Mallinckrodt PlC

Description

Mallinckrodt ("MNK") is a specialty and generic drug manufacturer that was written up here many times, but not since emerging from the second bankruptcy in November 2023. The stock - which remains unlisted but available through distressed desks - continues to be attractive at ~99, with 30-50% upside on a business with very low leverage.

Background:

  • As the largest opioid maker in the US, MNK had to file for bankruptcy twice over the last 5 years (in 2020 and 2023) to deal with opioid liabilities. State AGs claimed that MNK understated how addictive opioids were and knowingly filled orders to pill mills. The first bankruptcy allowed them to consolidate opioid-related lawsuits claiming trillions of dollars in damages and to get a release from future lawsuits. All these lawsuits were settled for $1.7bn in 2022, but that was too much for MNK to pay given competitive issues in the rest of the business and high leverage. The second bankruptcy in 2023 allowed Mallinckrodt to write off $1bn of these payments. They also reduced their then unwieldy debt load by $1.9bn.
  • All disclosed opioid-related lawsuits are now in the past. While new claims are technically always a risk for any company that deals with opioids, MNK now boasts a top-tier compliance program. In 2022, MNK signed a Corporate Integrity Agreement (CIA) with the OIG, which runs through 2027. They are also operating under an Opioid Operating Injunction that requires an external monitor. As a result, opoid-related risks are now very low.
  • Following the emergence in 2023, MNK sold the Therakos franchise to CVC, reducing debt by ~60%. As a result, pro forma net debt is ~0.9x (on a business trading at ~4.8x assuming $500m in PF EBITDA).

Business refresher:

MNK operates through 2 segments:

  • Specialty Brands (~50% of pro forma sales) now includes 4 main products, Acthar Gel, INOmax, Terlivaz and Amitiza.

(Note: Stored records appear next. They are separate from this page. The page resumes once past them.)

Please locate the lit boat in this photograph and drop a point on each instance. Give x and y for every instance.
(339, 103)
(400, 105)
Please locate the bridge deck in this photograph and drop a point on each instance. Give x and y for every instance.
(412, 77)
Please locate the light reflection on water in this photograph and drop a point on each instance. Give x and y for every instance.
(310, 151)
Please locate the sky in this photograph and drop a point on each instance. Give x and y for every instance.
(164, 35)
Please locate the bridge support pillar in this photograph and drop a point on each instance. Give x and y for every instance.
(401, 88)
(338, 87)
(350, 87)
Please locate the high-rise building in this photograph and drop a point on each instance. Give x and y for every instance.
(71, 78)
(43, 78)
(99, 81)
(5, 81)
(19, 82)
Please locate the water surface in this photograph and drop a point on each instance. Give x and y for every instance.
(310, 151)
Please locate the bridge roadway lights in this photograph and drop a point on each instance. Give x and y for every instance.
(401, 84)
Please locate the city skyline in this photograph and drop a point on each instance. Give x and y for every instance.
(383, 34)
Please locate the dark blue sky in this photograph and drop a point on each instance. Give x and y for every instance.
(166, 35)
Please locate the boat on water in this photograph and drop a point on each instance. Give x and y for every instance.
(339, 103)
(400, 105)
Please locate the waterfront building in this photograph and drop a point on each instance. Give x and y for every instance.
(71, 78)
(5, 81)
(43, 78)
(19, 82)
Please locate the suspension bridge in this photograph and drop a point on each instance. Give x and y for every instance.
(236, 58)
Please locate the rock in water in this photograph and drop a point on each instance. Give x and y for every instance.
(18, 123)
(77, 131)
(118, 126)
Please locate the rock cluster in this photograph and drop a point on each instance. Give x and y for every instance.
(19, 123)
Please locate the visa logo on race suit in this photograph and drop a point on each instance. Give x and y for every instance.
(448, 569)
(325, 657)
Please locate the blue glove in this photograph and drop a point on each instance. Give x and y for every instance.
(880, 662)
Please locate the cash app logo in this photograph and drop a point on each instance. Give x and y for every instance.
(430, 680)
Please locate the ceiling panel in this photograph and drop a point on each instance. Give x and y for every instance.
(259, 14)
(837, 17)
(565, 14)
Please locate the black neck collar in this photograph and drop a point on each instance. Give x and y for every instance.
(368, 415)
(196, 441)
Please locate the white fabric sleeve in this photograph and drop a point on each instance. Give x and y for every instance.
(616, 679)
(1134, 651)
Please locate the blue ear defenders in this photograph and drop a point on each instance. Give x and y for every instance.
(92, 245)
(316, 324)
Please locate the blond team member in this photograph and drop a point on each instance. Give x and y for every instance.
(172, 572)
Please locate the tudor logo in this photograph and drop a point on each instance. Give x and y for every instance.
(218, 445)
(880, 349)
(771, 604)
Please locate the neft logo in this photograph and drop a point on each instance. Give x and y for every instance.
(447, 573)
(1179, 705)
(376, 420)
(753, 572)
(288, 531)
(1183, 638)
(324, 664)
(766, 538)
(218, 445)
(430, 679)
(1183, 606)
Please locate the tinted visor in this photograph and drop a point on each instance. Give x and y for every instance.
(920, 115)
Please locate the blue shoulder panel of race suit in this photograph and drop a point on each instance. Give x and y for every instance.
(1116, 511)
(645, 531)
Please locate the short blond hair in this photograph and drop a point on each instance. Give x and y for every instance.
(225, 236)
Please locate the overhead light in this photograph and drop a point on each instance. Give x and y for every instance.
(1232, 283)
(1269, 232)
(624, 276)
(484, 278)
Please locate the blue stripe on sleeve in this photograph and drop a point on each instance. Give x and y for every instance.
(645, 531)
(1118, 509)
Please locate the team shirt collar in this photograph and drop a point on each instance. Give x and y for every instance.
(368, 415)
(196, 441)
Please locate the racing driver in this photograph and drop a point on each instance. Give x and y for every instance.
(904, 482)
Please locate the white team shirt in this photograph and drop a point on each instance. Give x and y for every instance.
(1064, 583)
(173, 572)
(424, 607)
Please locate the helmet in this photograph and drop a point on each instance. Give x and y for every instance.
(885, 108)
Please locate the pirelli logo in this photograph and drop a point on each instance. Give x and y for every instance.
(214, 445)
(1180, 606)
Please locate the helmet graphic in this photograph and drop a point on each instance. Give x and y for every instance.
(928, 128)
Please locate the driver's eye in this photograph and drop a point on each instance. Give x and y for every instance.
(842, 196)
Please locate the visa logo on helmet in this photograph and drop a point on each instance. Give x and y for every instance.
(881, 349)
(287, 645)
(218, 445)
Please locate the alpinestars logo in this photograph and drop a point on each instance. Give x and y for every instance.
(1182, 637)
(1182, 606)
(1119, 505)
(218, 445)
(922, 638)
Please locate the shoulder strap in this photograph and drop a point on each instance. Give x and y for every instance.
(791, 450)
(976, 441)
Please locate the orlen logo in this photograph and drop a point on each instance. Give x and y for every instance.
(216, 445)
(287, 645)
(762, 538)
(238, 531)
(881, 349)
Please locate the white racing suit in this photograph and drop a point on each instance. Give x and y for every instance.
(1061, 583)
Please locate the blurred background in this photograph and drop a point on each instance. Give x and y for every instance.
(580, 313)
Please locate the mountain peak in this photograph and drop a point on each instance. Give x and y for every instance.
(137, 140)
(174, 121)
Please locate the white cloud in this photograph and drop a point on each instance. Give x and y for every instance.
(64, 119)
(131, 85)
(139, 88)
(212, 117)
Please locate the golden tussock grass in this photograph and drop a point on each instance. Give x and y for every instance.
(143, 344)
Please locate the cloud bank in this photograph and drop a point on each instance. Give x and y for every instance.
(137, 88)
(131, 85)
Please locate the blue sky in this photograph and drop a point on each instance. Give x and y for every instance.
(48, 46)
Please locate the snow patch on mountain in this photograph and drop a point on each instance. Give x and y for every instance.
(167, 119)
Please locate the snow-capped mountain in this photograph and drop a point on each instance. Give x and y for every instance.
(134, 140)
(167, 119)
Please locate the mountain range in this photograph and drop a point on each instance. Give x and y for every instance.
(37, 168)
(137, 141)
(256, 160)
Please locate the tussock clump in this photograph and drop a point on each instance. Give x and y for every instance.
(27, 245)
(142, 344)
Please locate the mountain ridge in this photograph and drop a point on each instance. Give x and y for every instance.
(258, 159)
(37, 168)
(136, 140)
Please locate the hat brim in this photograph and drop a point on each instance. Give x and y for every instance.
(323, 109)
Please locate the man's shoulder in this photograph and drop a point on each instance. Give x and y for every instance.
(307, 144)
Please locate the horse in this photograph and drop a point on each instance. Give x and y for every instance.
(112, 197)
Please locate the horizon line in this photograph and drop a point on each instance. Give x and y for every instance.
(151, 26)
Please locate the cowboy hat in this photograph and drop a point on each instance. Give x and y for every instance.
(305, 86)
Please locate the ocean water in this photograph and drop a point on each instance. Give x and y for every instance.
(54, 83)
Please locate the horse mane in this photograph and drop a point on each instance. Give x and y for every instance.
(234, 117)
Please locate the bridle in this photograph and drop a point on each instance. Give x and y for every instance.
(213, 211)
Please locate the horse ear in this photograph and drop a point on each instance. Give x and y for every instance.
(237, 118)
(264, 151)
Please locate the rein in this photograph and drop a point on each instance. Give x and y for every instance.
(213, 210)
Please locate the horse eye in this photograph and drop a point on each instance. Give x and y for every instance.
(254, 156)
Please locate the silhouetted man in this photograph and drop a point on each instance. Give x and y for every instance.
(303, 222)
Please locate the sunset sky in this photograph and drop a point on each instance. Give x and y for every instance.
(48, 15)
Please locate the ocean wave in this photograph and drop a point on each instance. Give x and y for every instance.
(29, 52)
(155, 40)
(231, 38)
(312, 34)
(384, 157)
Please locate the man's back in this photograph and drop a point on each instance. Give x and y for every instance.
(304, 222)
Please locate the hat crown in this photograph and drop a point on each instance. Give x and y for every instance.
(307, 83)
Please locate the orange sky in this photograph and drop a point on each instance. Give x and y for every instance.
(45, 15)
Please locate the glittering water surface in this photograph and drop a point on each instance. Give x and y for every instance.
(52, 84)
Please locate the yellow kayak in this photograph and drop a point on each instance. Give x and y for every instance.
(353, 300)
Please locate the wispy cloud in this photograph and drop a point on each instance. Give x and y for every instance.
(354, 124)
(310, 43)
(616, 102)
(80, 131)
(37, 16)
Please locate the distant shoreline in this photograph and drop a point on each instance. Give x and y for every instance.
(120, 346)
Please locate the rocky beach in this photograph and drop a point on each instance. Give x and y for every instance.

Acthar Gel (~24% of sales) is a complex mixture of peptides that MNK makes from pigs' pituatiary glands through a complex manufacturing process. It is used for multiple indications, most importantly infantile spasms and multiple sclerosis. Although Acthar doesn't have patent protection, it is very challenging to make and relies on trade secrets. First approved by the FDA in 1952, Acthar was approved before the FDA required clinical trials to show efficacy (as opposed to just safety). In the absence of robust clinical trials, MNK relies on docs' personal experience treating patients. Further, given it's high cost of ~$40,000 a vial, Acthar is generally used as the last line of treatment (with the first line being steroids). Given pushback against drug price inflation, a payment dispute with the CMS and competition from a purified cortropin gel product from ANI Pharma in 2022, Acthar sales declined ~18% on average in 2021-2023. However, Acthar remains extremely effective for life-threatening infantile spasms and in 2024 new management was able to stabilize the business at ~$460m/year. They currently expect Acthar to grow 10% in 2024. A new self-injector device was introduced in Q3'24, and should contribute to growth in 2025 as well.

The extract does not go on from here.